An FIV positive cat can live a normal and long life as long as it is monitored by a vet (Photo: reproduction)

The vet explains that although HIV is in the same family of viruses as FIV, the two viruses infect different species. “HIV only infects humans and FIV only infects cats. There is no risk of cross-contamination between feline and human immunodeficiency viruses,” he demystifies.

However, transmission between cats does occur and it is essential to understand how it occurs. According to the professional, the virus can be transmitted through saliva or blood, in several ways:

  • When cats are not neutered, they can acquire the infection by mating
  • through deep bites and scratches during a fight
  • between mothers and pups through direct nursing or transplacental contact

“Male cats that are not neutered, have access to the street or live in shelters or places with a high concentration of felines (where there is no control) are more likely to get FIV,” warns veterinarian Vanice Allemand.

How do you know if a cat has FIV?

IVF is diagnosed, Vanice says, through blood tests that detect antibodies against the virus. “The rapid test is called ELISA (Enzyme-linked Immunosorbent Assay). A positive test result means that the cat has produced antibodies and is likely to have and have been infected with the virus,” he points out.

The result, however, is not always final:

  • Puppies born to an infected mother may receive maternal antibodies through their milk, causing a false positive result.
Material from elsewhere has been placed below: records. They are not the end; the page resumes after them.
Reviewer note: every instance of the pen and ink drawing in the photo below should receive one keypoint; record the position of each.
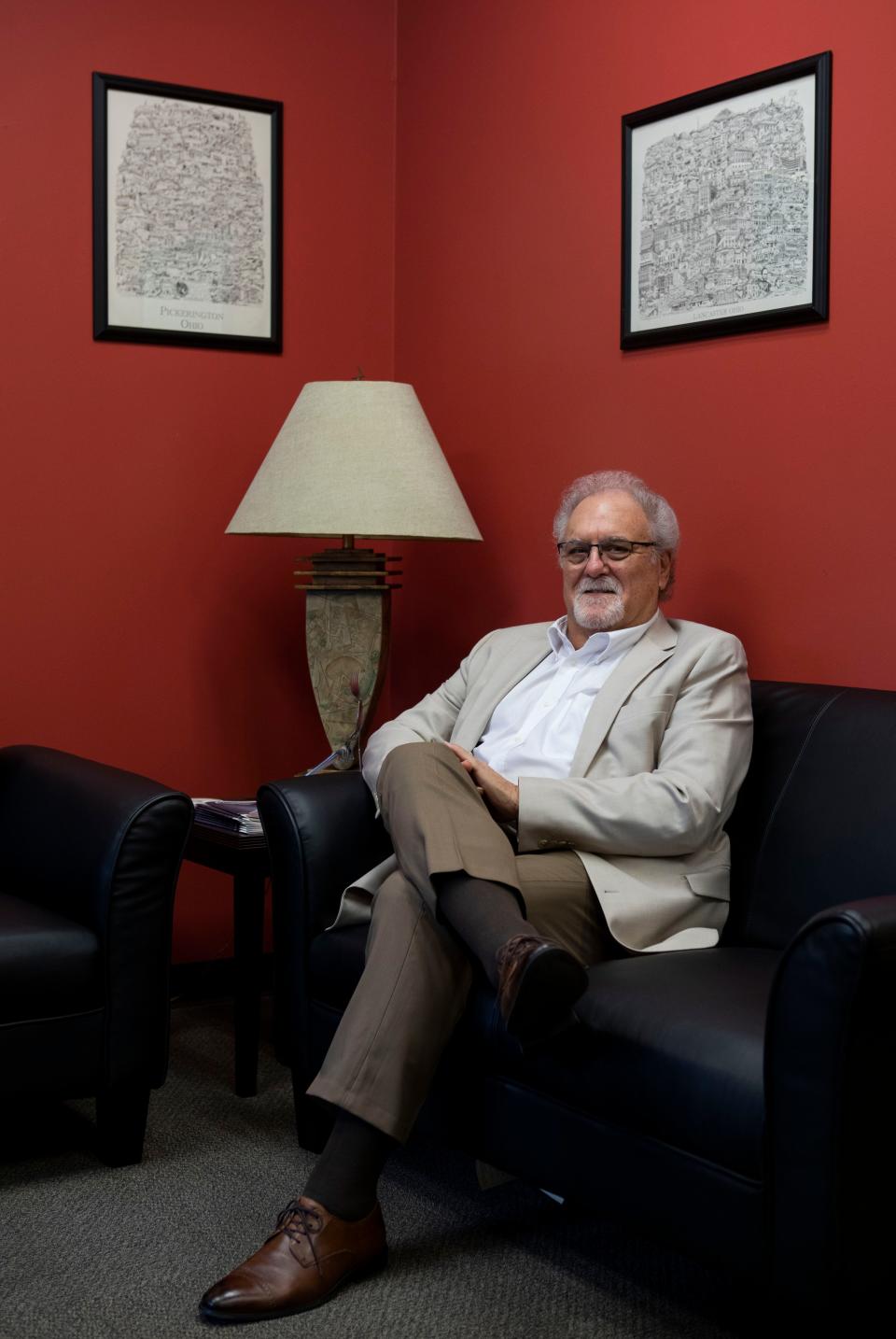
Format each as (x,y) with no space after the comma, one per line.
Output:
(725,212)
(188,234)
(726,207)
(189,206)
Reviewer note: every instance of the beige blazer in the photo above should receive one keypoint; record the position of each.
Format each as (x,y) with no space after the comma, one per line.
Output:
(662,754)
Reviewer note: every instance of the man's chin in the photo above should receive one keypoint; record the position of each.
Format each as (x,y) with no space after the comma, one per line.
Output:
(599,613)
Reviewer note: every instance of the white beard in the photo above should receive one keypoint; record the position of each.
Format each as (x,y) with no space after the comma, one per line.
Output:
(599,614)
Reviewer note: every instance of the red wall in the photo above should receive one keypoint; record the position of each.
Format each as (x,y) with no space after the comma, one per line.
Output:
(483,265)
(776,449)
(135,631)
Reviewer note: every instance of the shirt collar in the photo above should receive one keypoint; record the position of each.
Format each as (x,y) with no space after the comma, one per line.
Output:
(599,644)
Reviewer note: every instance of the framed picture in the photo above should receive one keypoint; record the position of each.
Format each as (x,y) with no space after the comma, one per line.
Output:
(726,206)
(188,234)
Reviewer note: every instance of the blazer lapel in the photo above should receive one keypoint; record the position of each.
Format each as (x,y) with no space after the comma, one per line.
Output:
(529,651)
(653,647)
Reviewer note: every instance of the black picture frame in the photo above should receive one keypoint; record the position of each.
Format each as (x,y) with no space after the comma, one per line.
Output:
(722,210)
(188,228)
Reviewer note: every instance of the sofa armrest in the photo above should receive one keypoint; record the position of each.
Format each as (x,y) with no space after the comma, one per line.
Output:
(831,1104)
(322,835)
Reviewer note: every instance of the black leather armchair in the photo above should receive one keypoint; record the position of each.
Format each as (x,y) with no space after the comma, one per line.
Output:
(89,861)
(738,1101)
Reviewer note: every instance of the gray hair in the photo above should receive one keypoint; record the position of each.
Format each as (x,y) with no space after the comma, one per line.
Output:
(662,520)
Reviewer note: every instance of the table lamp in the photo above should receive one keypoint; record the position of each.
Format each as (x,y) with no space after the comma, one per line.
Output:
(353,458)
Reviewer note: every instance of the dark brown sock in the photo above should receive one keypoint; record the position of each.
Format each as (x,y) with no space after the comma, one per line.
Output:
(345,1175)
(485,915)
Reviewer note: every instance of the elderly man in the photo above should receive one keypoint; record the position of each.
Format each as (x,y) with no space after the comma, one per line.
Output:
(557,801)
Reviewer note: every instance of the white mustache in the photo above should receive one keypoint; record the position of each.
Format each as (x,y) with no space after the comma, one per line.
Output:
(607,585)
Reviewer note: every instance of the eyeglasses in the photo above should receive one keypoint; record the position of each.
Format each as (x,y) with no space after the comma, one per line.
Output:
(576,552)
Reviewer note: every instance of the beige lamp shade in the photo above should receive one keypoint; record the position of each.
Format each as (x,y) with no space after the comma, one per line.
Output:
(355,458)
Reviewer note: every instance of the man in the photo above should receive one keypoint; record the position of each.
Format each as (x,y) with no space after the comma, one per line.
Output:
(552,804)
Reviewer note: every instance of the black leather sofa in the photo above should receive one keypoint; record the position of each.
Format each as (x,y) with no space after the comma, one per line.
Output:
(738,1101)
(89,863)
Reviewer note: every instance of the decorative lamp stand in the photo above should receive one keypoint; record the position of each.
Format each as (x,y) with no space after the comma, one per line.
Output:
(347,633)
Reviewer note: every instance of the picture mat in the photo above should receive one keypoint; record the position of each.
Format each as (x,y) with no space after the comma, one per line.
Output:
(175,314)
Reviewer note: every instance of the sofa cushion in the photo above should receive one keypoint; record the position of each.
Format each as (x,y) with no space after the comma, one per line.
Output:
(674,1050)
(49,965)
(674,1043)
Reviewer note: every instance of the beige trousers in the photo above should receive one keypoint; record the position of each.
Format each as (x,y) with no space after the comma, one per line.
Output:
(418,974)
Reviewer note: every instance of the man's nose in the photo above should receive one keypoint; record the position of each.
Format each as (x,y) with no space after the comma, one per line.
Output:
(595,565)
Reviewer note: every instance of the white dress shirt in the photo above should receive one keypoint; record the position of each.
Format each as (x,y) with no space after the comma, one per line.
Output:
(536,727)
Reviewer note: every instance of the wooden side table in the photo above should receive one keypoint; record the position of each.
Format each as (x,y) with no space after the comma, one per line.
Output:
(245,858)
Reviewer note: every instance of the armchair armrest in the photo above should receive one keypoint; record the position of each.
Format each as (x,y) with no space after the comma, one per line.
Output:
(102,847)
(831,1104)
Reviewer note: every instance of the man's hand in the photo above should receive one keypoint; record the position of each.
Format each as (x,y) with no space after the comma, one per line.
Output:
(499,795)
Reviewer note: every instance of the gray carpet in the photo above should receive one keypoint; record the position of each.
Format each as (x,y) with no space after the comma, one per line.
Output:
(91,1253)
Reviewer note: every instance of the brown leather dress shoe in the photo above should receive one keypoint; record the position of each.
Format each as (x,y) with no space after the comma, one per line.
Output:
(301,1265)
(539,983)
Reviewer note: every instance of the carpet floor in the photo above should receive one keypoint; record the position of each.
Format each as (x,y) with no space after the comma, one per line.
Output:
(89,1252)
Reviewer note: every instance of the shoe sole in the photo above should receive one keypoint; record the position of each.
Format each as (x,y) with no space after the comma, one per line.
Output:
(243,1318)
(550,984)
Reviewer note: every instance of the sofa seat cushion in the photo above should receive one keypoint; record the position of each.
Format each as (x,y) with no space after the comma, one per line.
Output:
(674,1050)
(49,965)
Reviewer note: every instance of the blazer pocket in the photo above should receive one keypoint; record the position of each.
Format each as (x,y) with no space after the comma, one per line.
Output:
(658,705)
(711,882)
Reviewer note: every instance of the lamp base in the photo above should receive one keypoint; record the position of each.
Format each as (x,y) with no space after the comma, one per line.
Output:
(347,628)
(345,635)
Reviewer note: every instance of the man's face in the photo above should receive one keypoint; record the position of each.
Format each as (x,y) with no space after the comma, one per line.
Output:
(600,595)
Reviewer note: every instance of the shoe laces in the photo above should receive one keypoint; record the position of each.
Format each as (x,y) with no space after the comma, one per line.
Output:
(301,1222)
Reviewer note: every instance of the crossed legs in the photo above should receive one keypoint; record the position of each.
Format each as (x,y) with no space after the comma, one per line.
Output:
(418,972)
(459,889)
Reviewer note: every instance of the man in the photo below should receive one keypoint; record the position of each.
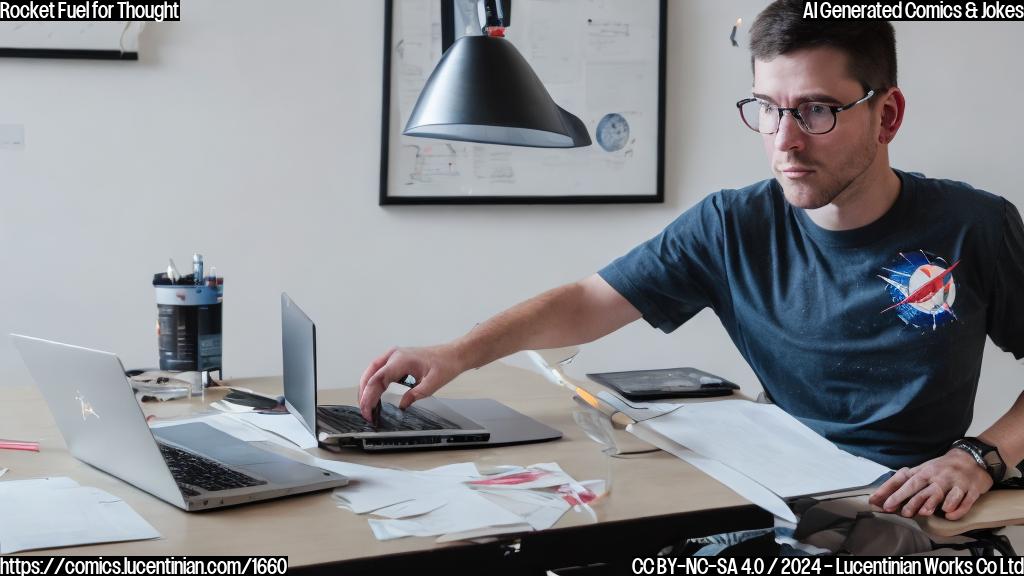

Therefore, if the kittens test positive before the age of four months, the kittens should be retested at six months, when the maternal antibodies will have disappeared.
  • It can take up to eight weeks for a cat to develop antibodies against FIV. Therefore, a newly infected feline may show a false negative result.
  • If a cat is diagnosed as positive in the ELISA test, the results must be confirmed by retesting or sending a blood sample for PCR. If this is the case for your cat, consult a veterinarian to find out how and when to take your kitten for a repeat test.
Vet explains that being FIV positive is not the same as feline acquired immunodeficiency syndrome (Photo: reproduction)

Can an FIV cat live with other cats?

According to the vet, IVF is rarely spread by sharing food, water and litter boxes. However, as the risk is not inexistent, coexistence between infected and uninfected animals is not recommended. “In the case of FIV-positive kittens, they can live with other HIV-positive felines peacefully. If your cat has not been tested, ideally it should not be placed with other cats,” she advises.

FIV positive cats have a reduced immune response. As such, they have more difficulty recovering from certain illnesses and are subject to opportunistic secondary infections. “Diseases that a cat would normally be cured of can be a problem or become chronic, such as enteritis, gingivitis, dermatitis, respiratory diseases and encephalitis,” he states.

But IVF is not a proposal!

“The good news is that the FIV positive kitten can have a normal and long life. The existence of the virus does not mean that it will die soon or spread disease to humans. On the contrary, with the necessary care and veterinary monitoring, he will fill his life with love for many, many years to come.”

It is worth emphasizing that there is still no feline AIDS vaccine in Brazil. The best way to prevent the disease is to have the cat examined before mixing it with other felines in the home, and to ensure that it does not have street access.